The primary win gave Levy much-needed credibility, helped his fundraising and gave him momentum against then-County Clerk Edward P. Romaine, now Brookhaven supervisor. Levy won though Romaine had the GOP, conservative, Independence and even the Working Families Party lines on the ballot.

"There was a real question whether I could raise money and win on a larger scale than my own district where I could knock on doors," Levy recalled. "When I won by a 2-1 margin, those issues were put to bed and it gave me a huge boost in credibility and more money came our way."

Even former North Hempstead Supervisor Ben Zwirn, who narrowly lost his bid for Nassau County executive in 1993, credits his primary victory over Richard Kessel, former chairman and chief executive of the Long Island Power Authority, for making his race against then-GOP incumbent Thomas Gulotta so close.

"You get to campaign all summer and you get coverage that you would never get if there wasn't a primary and that lets you frame the debate," Zwirn said. "It gives you a head start and a big bump, if you win." Gulotta, the incumbent, held on with just 51 percent of the vote.

The potential downside of primaries is that contenders within the same party rip each other -- in effect, helping their outside foes.

In 1987, Suffolk's Republican Comptroller Joseph Caputo went on the attack against acting County Executive Michael LoGrande, who easily won the GOP primary but later lost to the aggressive campaign of Assemb.

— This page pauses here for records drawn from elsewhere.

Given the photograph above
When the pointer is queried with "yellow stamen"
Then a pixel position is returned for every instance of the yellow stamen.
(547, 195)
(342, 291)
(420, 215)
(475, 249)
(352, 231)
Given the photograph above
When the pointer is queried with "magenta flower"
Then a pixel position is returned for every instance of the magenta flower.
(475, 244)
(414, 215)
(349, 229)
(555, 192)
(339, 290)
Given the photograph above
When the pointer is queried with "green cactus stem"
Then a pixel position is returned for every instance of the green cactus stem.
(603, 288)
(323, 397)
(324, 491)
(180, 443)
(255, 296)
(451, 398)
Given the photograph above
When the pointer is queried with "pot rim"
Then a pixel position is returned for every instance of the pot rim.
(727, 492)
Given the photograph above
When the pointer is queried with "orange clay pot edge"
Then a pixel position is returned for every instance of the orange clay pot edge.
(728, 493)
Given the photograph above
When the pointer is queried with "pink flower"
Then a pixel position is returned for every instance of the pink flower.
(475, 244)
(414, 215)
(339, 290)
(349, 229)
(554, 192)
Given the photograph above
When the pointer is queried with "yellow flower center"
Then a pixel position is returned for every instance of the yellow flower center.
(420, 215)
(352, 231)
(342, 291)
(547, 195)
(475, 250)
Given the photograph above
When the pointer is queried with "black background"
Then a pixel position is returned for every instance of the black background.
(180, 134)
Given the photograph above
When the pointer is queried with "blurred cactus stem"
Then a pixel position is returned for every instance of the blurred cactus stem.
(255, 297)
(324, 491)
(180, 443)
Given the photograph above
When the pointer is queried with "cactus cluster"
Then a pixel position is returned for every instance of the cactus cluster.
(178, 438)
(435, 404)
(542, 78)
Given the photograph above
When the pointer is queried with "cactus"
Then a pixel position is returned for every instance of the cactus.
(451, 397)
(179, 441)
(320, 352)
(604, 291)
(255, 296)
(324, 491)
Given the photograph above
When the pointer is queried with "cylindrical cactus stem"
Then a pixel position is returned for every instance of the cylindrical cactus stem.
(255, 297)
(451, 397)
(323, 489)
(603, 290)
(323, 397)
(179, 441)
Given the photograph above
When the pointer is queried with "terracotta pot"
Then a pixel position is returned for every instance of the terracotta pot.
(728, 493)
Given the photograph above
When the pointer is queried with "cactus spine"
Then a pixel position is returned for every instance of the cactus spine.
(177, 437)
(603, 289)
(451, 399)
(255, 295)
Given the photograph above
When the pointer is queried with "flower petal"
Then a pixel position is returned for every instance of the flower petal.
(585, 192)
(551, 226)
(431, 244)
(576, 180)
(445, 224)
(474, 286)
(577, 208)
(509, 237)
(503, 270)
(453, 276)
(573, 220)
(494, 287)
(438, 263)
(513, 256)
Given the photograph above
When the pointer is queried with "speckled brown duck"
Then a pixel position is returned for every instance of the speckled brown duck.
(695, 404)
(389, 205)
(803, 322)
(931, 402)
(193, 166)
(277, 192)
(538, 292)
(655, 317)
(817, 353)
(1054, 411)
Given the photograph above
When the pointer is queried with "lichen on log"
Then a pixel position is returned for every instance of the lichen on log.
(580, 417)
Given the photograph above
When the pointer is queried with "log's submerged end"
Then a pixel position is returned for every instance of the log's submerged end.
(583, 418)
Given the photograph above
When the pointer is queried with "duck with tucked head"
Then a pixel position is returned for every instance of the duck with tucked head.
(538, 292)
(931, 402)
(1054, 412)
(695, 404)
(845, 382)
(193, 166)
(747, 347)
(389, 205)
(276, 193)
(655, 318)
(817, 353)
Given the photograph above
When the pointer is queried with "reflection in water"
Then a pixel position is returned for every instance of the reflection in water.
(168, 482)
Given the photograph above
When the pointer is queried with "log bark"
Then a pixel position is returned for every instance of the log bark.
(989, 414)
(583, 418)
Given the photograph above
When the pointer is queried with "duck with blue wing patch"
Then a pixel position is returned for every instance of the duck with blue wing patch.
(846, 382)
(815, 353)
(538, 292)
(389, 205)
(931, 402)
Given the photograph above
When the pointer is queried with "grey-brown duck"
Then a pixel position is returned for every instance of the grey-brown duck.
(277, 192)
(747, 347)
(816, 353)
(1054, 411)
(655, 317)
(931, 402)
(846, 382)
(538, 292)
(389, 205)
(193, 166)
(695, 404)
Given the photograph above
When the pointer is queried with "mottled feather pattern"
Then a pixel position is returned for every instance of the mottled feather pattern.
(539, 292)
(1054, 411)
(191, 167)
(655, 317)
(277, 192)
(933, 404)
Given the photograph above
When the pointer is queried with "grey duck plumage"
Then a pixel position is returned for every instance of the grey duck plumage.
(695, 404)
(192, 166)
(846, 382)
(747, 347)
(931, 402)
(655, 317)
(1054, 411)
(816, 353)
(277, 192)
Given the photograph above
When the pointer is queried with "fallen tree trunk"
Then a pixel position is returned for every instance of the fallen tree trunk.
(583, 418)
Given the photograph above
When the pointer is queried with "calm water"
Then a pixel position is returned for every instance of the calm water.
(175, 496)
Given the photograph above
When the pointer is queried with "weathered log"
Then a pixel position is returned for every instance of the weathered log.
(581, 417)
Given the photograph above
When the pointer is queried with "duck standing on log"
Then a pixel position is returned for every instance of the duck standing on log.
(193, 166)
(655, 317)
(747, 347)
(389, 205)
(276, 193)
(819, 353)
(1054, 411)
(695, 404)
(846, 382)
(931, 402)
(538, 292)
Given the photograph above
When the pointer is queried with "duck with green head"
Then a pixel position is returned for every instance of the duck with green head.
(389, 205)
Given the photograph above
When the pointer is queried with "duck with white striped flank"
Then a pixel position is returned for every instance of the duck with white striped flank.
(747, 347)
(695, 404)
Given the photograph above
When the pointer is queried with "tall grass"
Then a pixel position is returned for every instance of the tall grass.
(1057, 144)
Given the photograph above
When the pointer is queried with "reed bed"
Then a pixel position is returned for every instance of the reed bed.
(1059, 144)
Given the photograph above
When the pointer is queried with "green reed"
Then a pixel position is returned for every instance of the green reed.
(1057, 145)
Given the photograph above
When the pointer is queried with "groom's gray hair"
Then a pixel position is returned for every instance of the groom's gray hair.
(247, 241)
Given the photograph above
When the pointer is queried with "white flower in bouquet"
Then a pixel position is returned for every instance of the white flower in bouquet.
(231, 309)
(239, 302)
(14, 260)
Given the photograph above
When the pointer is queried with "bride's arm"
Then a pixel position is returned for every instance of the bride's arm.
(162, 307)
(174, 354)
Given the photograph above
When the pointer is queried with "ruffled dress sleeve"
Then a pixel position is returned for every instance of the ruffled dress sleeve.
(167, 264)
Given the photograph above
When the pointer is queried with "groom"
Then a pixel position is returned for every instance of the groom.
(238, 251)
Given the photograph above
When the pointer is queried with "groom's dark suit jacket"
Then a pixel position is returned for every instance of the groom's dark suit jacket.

Patrick Halpin.

Halpin said Caputo's primary attacks on LoGrande gave ammunition to his own broadsides. "It's easy to discard an attack when if comes from the opposition party, but it's harder to dismiss when it comes from someone within," Halpin said. "When Joe Caputo joined in, it was just fine with me."

But primaries are not contests about who has the broadest popular support but who has the ability to bring out more supporters from within party ranks. That could hurt an outsider like Adam Haber, a Democratic candidate in this year's Nassau executive's race whose ties to the party are not as solid as Suozzi's or those of North Hempstead Supervisor Jon Kaiman, who is exploring a run.

Smithtown Supervisor Patrick Vecchio tried to challenge party choice Robert Gaffney in a GOP county executive primary in 1991, but lost because he came from Suffolk's smallest western town.

Islip Supervisor Peter Fox Cohalan challenged GOP incumbent John V.N. Klein in a party primary in 1979, though he also had the backing of the powerful Islip and Babylon GOP.

Both organizations also were mired in the Southwest sewer scandal, which involved cost overruns, delays and which ultimately led to criminal convictions. But by winning the primary, Cohalan stole the sewer issue from the late Legis. Martin Feldman (D-Dix Hills), who led a county probe into the scandal.

"Marty thought he could take John Klein," recalled Eric Kopp, a Cohalan aide and later a chief deputy county executive under Gaffney. "But after the primary, it was all over for him. He had no issue."